BOSTON (CBS) – A day that has lived in infamy was commemorated Thursday in Charlestown, the surprise attack on Pearl Harbor 76 years ago. They gathered on a Navy destroyer at the Navy yard to remember. And among them, a Waltham man who survived the attack, and served in the Pacific for the rest of the war.
Freeman Johnson was 21 years old in 1941. It was December 7th when hundreds of Japanese war planes attacked Pearl Harbor.
The surprise assault killed more than 2,400 Americans, destroyed almost 20 ships and launched America into World War II. Mr. Johnson was a fireman working in the boiler room aboard the USS St. Louis, nicknamed “Lucky Lou” because it escaped the destruction.

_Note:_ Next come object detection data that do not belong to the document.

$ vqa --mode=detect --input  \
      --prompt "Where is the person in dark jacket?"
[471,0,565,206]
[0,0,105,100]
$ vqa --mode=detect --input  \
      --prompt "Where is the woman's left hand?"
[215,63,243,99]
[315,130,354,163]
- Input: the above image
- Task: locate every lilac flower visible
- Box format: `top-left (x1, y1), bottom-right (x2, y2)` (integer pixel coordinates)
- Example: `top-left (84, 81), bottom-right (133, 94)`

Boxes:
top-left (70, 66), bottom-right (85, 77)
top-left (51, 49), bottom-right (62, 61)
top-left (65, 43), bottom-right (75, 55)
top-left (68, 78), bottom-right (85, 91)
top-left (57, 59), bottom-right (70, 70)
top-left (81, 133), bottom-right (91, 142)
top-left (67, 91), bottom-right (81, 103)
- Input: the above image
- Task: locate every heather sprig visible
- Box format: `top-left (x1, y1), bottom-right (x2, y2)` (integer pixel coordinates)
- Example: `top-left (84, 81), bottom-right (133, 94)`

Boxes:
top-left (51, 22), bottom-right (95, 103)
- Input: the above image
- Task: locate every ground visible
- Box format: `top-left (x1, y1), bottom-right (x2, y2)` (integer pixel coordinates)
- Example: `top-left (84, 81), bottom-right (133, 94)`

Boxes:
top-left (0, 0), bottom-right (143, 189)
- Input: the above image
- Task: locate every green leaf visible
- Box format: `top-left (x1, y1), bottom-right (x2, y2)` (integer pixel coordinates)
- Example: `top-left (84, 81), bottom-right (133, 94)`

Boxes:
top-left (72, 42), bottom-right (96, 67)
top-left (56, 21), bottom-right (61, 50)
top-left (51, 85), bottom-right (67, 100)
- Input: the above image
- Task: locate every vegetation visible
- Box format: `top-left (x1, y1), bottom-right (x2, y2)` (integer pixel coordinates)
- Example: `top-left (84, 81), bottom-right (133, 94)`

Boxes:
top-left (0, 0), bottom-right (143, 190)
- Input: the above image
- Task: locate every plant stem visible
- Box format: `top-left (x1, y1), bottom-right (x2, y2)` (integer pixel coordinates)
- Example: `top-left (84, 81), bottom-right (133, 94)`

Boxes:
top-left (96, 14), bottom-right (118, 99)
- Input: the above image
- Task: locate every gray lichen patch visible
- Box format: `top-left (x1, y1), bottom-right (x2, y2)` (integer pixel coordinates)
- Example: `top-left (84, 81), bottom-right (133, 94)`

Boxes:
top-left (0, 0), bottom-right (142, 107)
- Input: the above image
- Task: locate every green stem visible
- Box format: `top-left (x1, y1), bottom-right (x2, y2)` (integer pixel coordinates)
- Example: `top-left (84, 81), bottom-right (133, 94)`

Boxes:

On Thursday, he dropped a wreath into the harbor for all those who didn’t. “It’s a day of remembrance,” he says.
And he does remember. “The first wave went for the aircraft. And then the second wave went for the battleships,” he says. Afterward the scene was horrifying. “Just a mess. The ships were just wrecked,” Johnson says.
Seventy-six years later, military personnel and civilians gathered in Charlestown to honor sacrifice and duty. “Our nation came together in the name of freedom,” says Commander Nathaniel Shick, the captain of the USS Constitution.

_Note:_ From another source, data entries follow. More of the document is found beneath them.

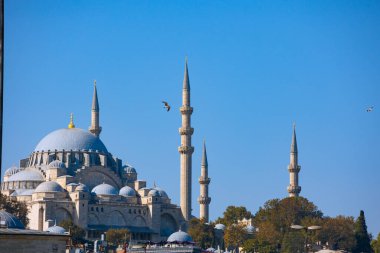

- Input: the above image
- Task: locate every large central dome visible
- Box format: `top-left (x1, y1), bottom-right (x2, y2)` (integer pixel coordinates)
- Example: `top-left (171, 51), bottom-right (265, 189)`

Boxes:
top-left (34, 128), bottom-right (108, 153)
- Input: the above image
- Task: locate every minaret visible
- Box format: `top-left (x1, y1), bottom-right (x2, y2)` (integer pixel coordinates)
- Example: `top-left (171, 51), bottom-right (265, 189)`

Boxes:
top-left (88, 80), bottom-right (102, 137)
top-left (288, 124), bottom-right (301, 197)
top-left (198, 142), bottom-right (211, 222)
top-left (178, 59), bottom-right (194, 220)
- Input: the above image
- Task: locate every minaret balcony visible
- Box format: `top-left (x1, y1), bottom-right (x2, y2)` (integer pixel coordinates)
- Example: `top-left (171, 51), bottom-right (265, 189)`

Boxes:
top-left (178, 146), bottom-right (194, 154)
top-left (198, 196), bottom-right (211, 205)
top-left (179, 105), bottom-right (193, 115)
top-left (178, 127), bottom-right (194, 135)
top-left (199, 177), bottom-right (211, 184)
top-left (288, 165), bottom-right (301, 173)
top-left (288, 185), bottom-right (301, 194)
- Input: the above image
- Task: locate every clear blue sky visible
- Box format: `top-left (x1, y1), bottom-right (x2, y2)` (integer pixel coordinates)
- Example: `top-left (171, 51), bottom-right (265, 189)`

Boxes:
top-left (3, 0), bottom-right (380, 235)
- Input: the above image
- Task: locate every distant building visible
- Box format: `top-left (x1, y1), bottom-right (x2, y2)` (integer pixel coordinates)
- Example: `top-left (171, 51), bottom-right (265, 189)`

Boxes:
top-left (1, 62), bottom-right (209, 241)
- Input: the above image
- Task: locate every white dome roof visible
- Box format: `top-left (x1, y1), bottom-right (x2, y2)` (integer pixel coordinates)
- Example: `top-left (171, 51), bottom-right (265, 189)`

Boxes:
top-left (8, 169), bottom-right (45, 182)
top-left (4, 166), bottom-right (21, 176)
top-left (46, 225), bottom-right (66, 234)
top-left (215, 223), bottom-right (226, 231)
top-left (119, 186), bottom-right (136, 197)
top-left (75, 183), bottom-right (90, 192)
top-left (34, 181), bottom-right (65, 192)
top-left (91, 183), bottom-right (119, 195)
top-left (34, 128), bottom-right (108, 153)
top-left (49, 160), bottom-right (66, 169)
top-left (0, 210), bottom-right (25, 229)
top-left (167, 230), bottom-right (193, 242)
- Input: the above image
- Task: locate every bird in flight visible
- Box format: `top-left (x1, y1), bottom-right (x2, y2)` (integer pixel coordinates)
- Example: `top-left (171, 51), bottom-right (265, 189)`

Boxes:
top-left (162, 101), bottom-right (170, 112)
top-left (366, 106), bottom-right (374, 112)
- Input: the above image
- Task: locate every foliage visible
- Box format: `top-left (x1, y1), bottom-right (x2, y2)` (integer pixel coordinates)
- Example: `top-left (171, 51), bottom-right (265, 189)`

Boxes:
top-left (215, 206), bottom-right (253, 227)
top-left (320, 216), bottom-right (356, 251)
top-left (353, 210), bottom-right (372, 253)
top-left (0, 193), bottom-right (29, 227)
top-left (224, 224), bottom-right (247, 249)
top-left (281, 231), bottom-right (305, 253)
top-left (371, 233), bottom-right (380, 253)
top-left (58, 220), bottom-right (86, 245)
top-left (106, 229), bottom-right (130, 246)
top-left (188, 218), bottom-right (215, 249)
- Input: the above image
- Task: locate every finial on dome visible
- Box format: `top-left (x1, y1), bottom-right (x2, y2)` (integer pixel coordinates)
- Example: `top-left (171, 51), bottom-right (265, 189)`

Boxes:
top-left (68, 113), bottom-right (75, 128)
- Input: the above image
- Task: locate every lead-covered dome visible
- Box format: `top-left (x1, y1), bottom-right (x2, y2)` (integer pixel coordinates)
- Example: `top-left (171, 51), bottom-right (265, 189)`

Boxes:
top-left (0, 211), bottom-right (25, 229)
top-left (8, 169), bottom-right (45, 182)
top-left (34, 181), bottom-right (65, 193)
top-left (91, 183), bottom-right (119, 195)
top-left (168, 230), bottom-right (193, 242)
top-left (119, 185), bottom-right (136, 197)
top-left (34, 128), bottom-right (108, 153)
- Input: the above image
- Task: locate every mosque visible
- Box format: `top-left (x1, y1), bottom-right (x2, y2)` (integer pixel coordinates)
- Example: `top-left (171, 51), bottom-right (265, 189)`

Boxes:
top-left (1, 59), bottom-right (211, 241)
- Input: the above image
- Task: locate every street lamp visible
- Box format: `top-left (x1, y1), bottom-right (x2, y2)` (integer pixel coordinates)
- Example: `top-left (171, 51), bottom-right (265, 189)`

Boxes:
top-left (290, 224), bottom-right (322, 253)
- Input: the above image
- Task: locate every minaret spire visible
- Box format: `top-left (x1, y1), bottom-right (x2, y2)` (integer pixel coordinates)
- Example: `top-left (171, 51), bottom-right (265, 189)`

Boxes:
top-left (88, 80), bottom-right (102, 137)
top-left (198, 141), bottom-right (211, 222)
top-left (288, 124), bottom-right (301, 197)
top-left (178, 59), bottom-right (194, 220)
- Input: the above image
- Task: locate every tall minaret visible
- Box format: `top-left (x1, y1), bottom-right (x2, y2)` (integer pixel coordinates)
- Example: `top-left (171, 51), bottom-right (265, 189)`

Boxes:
top-left (178, 59), bottom-right (194, 220)
top-left (288, 124), bottom-right (301, 197)
top-left (88, 80), bottom-right (102, 137)
top-left (198, 142), bottom-right (211, 222)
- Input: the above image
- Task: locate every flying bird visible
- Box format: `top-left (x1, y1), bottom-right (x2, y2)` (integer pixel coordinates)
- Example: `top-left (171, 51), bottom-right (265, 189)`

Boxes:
top-left (162, 101), bottom-right (170, 112)
top-left (366, 106), bottom-right (374, 112)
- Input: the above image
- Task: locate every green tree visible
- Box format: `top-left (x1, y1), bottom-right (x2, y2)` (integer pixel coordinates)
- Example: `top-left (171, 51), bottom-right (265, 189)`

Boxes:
top-left (371, 233), bottom-right (380, 253)
top-left (106, 229), bottom-right (130, 246)
top-left (58, 220), bottom-right (86, 245)
top-left (215, 206), bottom-right (253, 226)
top-left (281, 231), bottom-right (305, 253)
top-left (224, 224), bottom-right (247, 252)
top-left (188, 218), bottom-right (214, 249)
top-left (353, 210), bottom-right (372, 253)
top-left (319, 215), bottom-right (356, 251)
top-left (0, 193), bottom-right (29, 227)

“Today is a day of respectful remembrance,” Giselle Sterling, the Boston Veterans’ Services Commissioner told the crowd. “This is the 9-11 of the World War II generation. nd as we honor 9-11 for our generation and those that witnessed it, to think that they witnessed the same aspect. They were there,” says Francisco Urena, the Mass. Secretary of Veteran’s Services.
The ceremony took place on the USS Cassin Young, a ship named after a hero of Pearl Harbor. Capt. Cassin Young commanded a ship that was badly damaged by Japanese bombs. He rallied his crew and was able to save the ship. He was killed a year later during the Battle of Guadalcanal.